Andreas Vollenweider: Zwei Wörter und tausend Noten
Der Zürcher Harfenspieler ist wieder da, mit einer neuen CD und einer Doppel-DVD, welche die 25 Jahre seiner Reise durch die ganze Welt erzählt.
Die DVD wurde für die Grammy Awards 2007 nominiert. Für Vollenweider aber ist etwas viel wichtiger: Die zwei Wörter Liebe und Mitgefühl.
swissinfo: Welche Gefühle löste es bei Ihnen aus, als die DVD «The Magical Journeys of Andreas Vollenweider» fertig war, die 25 Jahre Ihres Lebens in Form von Musik und Bildern festhält?
Andreas Vollenweider: Es war interessant, die ersten Jahre in Gedanken wieder zu erleben. Damals wussten wir noch nicht, was auf uns zukommen würde. Wir waren recht naiv und offen für Abenteuer.
25 Jahre später sind wir etwas vorsichtiger, aber auch reifer.
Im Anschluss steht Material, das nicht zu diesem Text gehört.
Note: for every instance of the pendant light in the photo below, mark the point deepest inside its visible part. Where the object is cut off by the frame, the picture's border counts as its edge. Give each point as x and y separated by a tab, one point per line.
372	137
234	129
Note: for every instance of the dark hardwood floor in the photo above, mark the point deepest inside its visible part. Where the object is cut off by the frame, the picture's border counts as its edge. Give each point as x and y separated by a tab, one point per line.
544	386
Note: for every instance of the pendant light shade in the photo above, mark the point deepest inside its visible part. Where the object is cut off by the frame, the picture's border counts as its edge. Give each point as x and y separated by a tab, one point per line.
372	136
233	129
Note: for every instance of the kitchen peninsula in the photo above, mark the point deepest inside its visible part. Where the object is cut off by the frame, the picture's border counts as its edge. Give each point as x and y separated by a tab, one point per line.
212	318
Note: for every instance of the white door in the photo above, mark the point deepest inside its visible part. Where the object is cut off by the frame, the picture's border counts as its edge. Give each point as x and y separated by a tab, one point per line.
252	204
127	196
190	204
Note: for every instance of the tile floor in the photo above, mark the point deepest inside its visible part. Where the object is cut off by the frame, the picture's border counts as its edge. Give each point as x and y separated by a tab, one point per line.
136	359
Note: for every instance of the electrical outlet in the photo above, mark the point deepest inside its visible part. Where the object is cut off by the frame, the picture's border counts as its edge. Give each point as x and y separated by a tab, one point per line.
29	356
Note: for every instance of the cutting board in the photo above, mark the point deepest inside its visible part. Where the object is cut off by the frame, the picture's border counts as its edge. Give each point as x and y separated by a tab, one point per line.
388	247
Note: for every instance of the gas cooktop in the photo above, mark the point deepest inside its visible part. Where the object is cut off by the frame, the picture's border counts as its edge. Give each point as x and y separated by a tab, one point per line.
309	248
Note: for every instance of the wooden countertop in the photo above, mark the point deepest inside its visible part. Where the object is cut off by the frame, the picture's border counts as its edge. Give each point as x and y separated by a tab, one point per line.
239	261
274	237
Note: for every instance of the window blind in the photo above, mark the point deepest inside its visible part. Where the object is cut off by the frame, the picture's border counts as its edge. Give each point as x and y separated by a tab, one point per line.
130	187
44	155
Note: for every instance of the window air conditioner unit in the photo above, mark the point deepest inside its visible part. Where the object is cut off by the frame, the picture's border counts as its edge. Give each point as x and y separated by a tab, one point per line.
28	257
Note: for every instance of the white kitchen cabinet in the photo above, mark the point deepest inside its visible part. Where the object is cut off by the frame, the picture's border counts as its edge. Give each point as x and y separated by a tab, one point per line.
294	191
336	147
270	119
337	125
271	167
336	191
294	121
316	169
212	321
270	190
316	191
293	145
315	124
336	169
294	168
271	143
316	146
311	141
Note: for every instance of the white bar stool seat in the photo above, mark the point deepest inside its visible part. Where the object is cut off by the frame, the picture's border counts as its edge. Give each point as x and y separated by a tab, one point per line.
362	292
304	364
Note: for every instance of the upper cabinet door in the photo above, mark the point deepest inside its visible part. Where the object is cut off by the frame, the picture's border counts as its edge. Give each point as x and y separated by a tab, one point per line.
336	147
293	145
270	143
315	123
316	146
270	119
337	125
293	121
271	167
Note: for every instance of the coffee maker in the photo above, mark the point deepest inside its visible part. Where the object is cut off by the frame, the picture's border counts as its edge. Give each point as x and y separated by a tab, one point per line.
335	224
swissinfo: Was ist in diesen 25 Jahren bei Ihnen unverändert geblieben?
A.V.: Meine Fähigkeit zum Staunen. Meine Neugier, die Leidenschaft, mit der ich Fragen stelle.
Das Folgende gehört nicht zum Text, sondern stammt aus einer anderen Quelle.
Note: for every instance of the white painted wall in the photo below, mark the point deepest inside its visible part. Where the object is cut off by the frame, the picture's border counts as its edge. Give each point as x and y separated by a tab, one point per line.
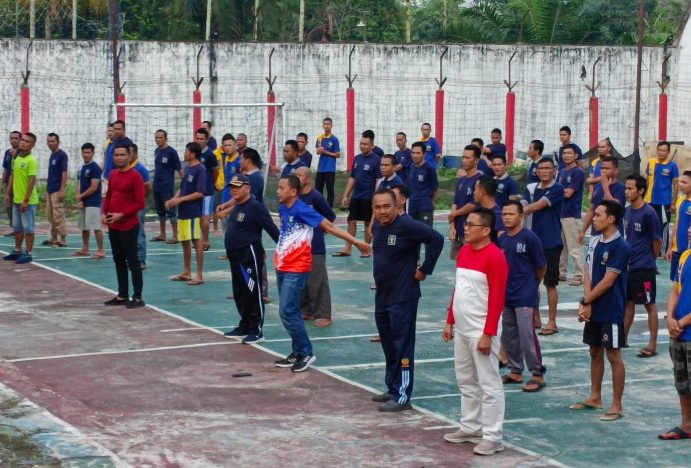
71	89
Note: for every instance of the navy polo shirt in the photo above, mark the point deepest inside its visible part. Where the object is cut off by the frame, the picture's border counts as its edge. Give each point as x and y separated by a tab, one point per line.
642	228
366	172
603	256
423	182
525	255
319	204
574	179
546	222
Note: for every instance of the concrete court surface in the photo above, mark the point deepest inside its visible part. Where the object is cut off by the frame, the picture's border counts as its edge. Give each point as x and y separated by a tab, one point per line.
97	386
111	399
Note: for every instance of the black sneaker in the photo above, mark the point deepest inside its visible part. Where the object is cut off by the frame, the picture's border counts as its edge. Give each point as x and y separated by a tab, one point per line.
135	303
287	362
303	362
236	332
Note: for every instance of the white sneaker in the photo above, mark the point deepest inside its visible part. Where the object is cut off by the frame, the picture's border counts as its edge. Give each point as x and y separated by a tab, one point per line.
488	448
461	436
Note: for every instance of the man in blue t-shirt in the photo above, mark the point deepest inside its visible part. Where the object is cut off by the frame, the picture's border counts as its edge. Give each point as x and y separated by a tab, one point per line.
463	200
527	266
55	192
329	150
572	178
89	203
396	241
361	185
423	184
10	153
166	165
679	327
644	238
544	200
315	303
507	187
189	201
609	188
210	163
602	308
663	184
403	157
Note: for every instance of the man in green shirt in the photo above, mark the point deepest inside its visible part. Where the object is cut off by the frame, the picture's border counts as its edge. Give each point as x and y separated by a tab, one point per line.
21	187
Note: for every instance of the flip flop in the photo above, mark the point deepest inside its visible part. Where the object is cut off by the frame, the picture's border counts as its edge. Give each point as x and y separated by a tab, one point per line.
584	406
539	386
674	434
180	278
608	417
646	353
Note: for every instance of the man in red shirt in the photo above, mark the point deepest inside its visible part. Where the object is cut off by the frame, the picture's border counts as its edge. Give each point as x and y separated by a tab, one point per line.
476	305
120	211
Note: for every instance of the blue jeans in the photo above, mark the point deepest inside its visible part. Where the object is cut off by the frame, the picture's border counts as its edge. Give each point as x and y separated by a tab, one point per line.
141	238
290	287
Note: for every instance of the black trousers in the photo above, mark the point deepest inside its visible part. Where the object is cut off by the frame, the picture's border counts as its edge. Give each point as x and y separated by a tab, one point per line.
246	267
328	179
124	247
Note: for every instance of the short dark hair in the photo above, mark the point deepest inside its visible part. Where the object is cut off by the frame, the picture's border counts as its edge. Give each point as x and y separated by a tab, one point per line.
402	189
474	149
611	159
391	157
253	156
486	215
418	144
613	208
388	191
194	148
488	184
538	145
515	203
641	182
665	143
546	159
293	181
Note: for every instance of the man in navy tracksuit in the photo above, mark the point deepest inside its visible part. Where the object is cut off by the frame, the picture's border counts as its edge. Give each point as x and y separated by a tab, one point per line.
395	244
246	256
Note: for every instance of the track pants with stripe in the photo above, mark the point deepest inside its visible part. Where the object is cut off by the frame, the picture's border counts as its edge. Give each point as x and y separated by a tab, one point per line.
245	267
396	326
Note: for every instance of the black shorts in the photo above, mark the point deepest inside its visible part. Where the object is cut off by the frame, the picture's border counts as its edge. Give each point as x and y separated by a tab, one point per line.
642	286
360	210
604	335
680	352
552	274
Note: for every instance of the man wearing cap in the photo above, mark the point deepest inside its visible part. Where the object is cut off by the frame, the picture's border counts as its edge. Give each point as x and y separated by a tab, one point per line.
246	220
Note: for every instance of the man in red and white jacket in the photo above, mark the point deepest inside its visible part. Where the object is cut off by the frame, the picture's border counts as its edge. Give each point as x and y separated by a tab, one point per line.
475	309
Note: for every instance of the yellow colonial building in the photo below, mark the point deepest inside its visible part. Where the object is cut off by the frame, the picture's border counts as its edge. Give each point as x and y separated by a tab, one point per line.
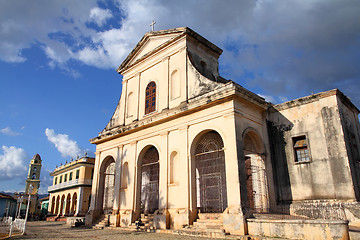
71	189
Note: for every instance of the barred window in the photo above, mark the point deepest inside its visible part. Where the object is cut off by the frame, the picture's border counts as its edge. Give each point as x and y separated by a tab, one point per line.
150	99
301	149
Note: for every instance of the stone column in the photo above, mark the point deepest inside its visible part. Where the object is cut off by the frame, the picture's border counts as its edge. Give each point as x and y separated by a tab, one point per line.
79	201
233	218
118	168
94	209
161	219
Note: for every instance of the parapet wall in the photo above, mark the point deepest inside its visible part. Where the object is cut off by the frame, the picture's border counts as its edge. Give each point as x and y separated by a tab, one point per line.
299	229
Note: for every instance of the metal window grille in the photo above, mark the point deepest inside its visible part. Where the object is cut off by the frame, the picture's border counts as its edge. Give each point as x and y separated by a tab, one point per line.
210	165
150	181
150	98
301	149
109	187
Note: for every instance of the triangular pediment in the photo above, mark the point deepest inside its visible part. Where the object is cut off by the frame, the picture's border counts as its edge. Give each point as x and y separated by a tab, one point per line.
149	43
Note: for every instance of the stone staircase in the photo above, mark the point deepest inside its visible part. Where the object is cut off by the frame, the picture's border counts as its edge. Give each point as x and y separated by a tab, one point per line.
102	221
209	224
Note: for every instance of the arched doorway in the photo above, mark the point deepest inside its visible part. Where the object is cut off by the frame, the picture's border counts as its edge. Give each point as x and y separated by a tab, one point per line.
149	179
74	203
209	156
57	208
256	181
53	205
62	207
67	207
109	183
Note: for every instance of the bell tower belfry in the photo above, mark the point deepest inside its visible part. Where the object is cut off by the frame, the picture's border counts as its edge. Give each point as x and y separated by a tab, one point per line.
33	177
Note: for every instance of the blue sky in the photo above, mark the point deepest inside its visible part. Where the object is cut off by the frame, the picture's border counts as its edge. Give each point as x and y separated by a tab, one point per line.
58	59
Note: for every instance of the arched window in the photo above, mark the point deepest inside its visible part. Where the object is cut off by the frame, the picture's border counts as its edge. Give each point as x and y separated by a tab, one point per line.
130	105
175	84
150	99
174	159
125	176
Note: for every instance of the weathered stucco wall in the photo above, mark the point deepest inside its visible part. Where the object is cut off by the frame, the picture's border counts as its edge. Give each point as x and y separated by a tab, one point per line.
327	174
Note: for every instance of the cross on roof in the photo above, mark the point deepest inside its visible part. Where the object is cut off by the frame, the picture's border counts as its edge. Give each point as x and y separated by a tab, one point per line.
152	25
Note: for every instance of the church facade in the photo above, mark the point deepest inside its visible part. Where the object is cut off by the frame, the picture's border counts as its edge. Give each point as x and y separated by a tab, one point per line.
184	142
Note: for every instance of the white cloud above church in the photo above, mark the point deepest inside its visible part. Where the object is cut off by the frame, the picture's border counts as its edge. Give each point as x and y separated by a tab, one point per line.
9	132
12	162
66	146
100	16
277	46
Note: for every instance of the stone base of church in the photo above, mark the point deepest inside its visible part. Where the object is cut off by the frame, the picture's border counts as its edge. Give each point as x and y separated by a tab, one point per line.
328	209
162	219
298	229
91	216
126	217
181	217
234	221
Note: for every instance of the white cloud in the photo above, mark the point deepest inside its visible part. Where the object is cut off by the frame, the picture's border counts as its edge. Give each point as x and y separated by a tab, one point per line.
283	99
100	16
9	132
268	98
62	142
46	181
288	47
12	163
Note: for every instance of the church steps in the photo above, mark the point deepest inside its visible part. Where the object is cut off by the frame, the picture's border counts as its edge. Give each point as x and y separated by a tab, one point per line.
101	222
209	224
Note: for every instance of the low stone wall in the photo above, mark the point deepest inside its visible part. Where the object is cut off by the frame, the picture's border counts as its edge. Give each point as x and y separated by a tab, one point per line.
328	209
73	220
299	229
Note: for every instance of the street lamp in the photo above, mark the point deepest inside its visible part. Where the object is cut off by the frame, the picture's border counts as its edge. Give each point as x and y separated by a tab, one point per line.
27	209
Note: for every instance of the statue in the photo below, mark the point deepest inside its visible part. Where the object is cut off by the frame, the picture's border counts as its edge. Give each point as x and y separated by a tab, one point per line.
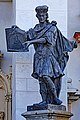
51	54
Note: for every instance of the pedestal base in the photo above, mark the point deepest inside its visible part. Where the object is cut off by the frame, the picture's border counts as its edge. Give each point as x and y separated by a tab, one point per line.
48	114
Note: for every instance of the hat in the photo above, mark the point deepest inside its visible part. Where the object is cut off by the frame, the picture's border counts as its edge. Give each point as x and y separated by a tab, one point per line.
41	9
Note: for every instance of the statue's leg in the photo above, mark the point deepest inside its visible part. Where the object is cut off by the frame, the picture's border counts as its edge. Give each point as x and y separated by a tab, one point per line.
43	90
57	83
51	87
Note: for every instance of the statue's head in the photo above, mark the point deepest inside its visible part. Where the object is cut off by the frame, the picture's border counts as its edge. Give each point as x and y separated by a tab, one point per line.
42	13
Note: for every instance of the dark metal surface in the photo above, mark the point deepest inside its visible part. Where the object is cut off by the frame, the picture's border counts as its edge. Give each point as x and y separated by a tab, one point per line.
51	54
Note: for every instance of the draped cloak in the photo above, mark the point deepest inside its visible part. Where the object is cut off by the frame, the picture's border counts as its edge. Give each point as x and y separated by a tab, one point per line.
51	57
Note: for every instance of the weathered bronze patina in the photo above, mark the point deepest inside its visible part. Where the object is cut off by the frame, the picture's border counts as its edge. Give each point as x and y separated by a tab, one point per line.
51	54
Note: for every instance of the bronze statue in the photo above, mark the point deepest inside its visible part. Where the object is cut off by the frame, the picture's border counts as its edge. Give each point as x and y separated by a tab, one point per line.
51	54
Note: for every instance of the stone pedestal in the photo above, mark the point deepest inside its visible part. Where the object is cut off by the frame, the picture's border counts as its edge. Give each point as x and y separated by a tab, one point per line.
53	112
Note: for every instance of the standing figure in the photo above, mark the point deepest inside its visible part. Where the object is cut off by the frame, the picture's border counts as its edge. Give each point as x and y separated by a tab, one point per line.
50	57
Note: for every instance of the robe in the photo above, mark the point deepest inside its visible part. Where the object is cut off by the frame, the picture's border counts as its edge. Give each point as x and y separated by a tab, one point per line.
51	57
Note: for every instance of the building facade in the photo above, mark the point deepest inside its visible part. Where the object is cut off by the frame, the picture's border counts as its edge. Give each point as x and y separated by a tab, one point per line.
25	89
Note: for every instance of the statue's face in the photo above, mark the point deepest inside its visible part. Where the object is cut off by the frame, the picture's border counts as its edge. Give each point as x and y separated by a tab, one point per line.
42	18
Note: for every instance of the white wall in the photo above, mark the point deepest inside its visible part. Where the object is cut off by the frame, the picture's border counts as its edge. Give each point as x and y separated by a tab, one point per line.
27	88
73	67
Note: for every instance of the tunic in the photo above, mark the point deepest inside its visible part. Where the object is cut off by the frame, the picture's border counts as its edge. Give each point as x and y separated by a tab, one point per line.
50	58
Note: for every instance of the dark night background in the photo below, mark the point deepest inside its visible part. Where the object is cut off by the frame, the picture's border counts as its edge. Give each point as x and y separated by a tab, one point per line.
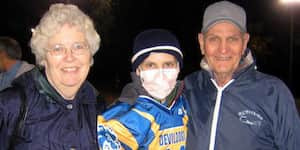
119	21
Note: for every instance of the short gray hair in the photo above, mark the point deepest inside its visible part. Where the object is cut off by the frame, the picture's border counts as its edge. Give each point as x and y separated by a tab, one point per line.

swissinfo: Sie haben die ganze Welt bereist. Warum leben Sie noch immer in der Schweiz?
A.V.: Weil hier mein Umfeld ist. Ich könnte anderswo leben, wenn mein Umfeld mit mir käme. Aber die Chance, dass mein Freundes- und Bekanntenkreis mir nach Timbuktu oder wo auch immer folgen würde, ist klein.
Ich hänge nicht geografisch an der Schweiz, auch wenn ich in einer wunderbaren Ecke des Landes lebe. Ich bin hier, weil meine Familie und meine Freunde hier sind.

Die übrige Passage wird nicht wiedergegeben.